Notably, these were SAE (Society of Automotive Engineers) gross ratings run without powering the water pump (typically electric driven) and an alternator, making them substantially higher than SAE net ratings and not indicative of actual production-engine output with all engine accessories and full exhaust system in place.

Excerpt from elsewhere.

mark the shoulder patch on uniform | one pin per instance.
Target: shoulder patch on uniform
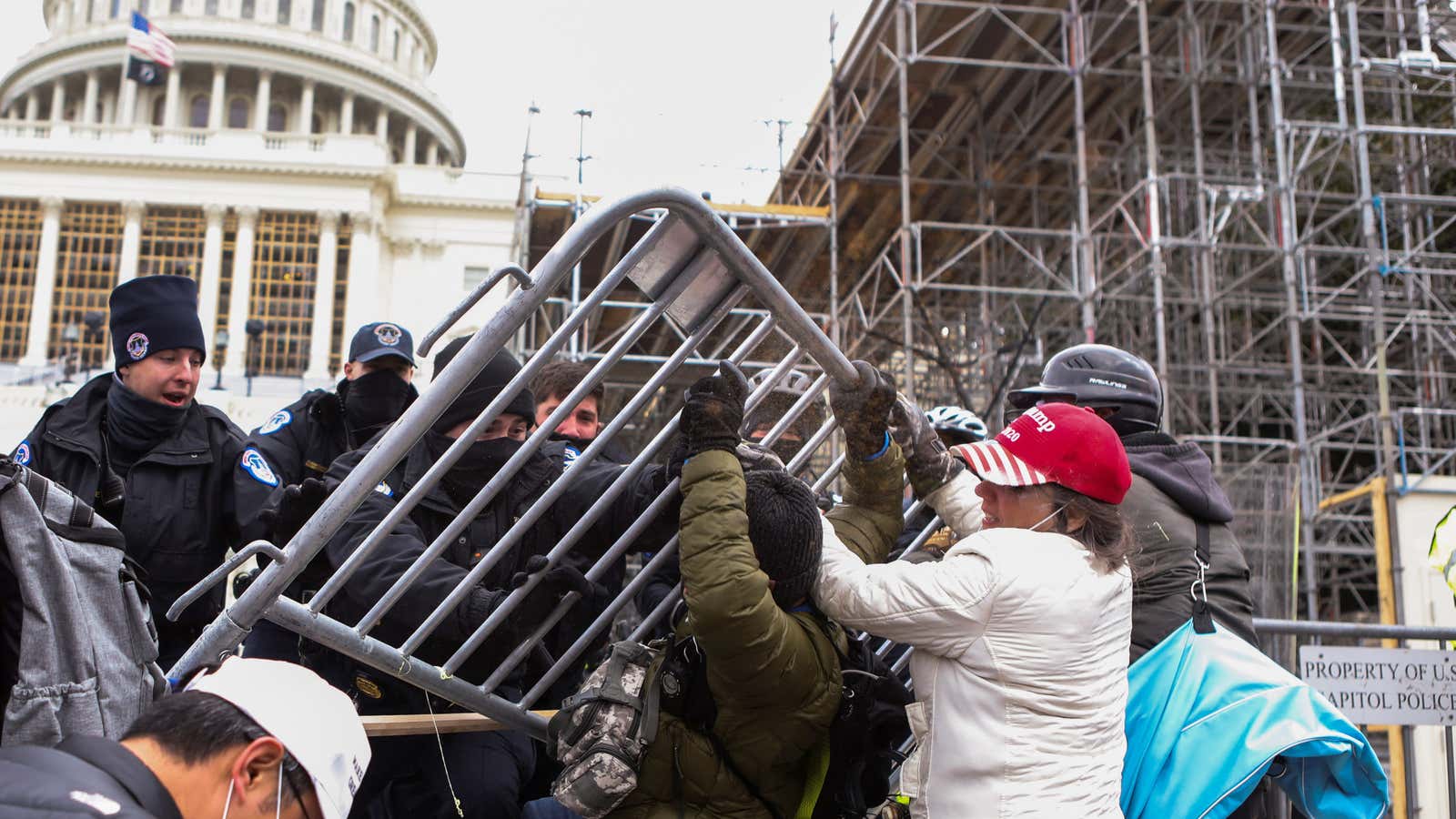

This was standard practice with American-built engines before 1972. For example, a 1972 Chevy made 330 bhp for the 401 engine, with the same engine design in 1971 rated 365 bhp. However, Dennis Manner, Buick engine development engineer, still remembers the production-engine dyno test results from 1970 where 376 horsepower was the lowest horsepower rating of the 15 tested 455 Stage 1 engines.

Related:

The 1970 Buick Gran Sport 455 Stage 2

1970 Buick Gran Sport 455 On The Road
Via: Flickr

The Buick GS 455 engine was powerful but suffered from engine block problems, including the Stage 1 engine package. They used two bolt main bearing caps, with the oiling system undersized for high-rpm use, and thin walls in the lifter valleys made them prone to cracks. What the Stage 1 package had going for it was its advanced (for that era) cylinder heads, allowing it to generate impressively high torque and relatively high mid-range horsepower.

The same engine, at some point in the 1980s, became a hotly debated subject in the muscle car world due to the Stage 1 version with rated horsepower faster than any Chrysler Hemi car in the original "50 fastest muscle cars" list. Despite several contests to put paid to the Hemi vs. Stage 1 controversy, the jury is still out on the matter.

Meanwhile, Buick threw in a rare Stage 2 engine option to the mix, although this was rather a dealer-installed package advertised as a 'dealer option.' The GS 455 Stage 2 was actually offered for the first time in 1962, featuring a cam, headers, intake manifold, high-compression forged pistons, hollow pushrods, and some calibration changes to the ignition and carburetor.

Unlike the Stage 1 introduced with the GS 400, Buick designed the Stage 2 exclusively for the GS 455 and included special round exhaust port Stage 2 heads, matching Kustom headers, a radical cam, high compression forged pistons, Edelbrock B4B aluminum intake, Holley carburetor #4781 850 cfm, and other equipment for racing.

You’d be extremely lucky to spot a 455 Stage 2, as the automaker only ever factory-assembled one Stage 2 GS 455, pairing it with a 4-speed manual transmission for testing purposes. No one even knew about it until 1972, and there's not much by way of records of any Stage 2 Gran Sport 455 sold. However, three Stage 2 examples got known to exist, one of which belonged to Kenne-Bell, a California-based Buick high-performance specialist. Notably, all three Stage 2 455 started life as Stage 1 cars.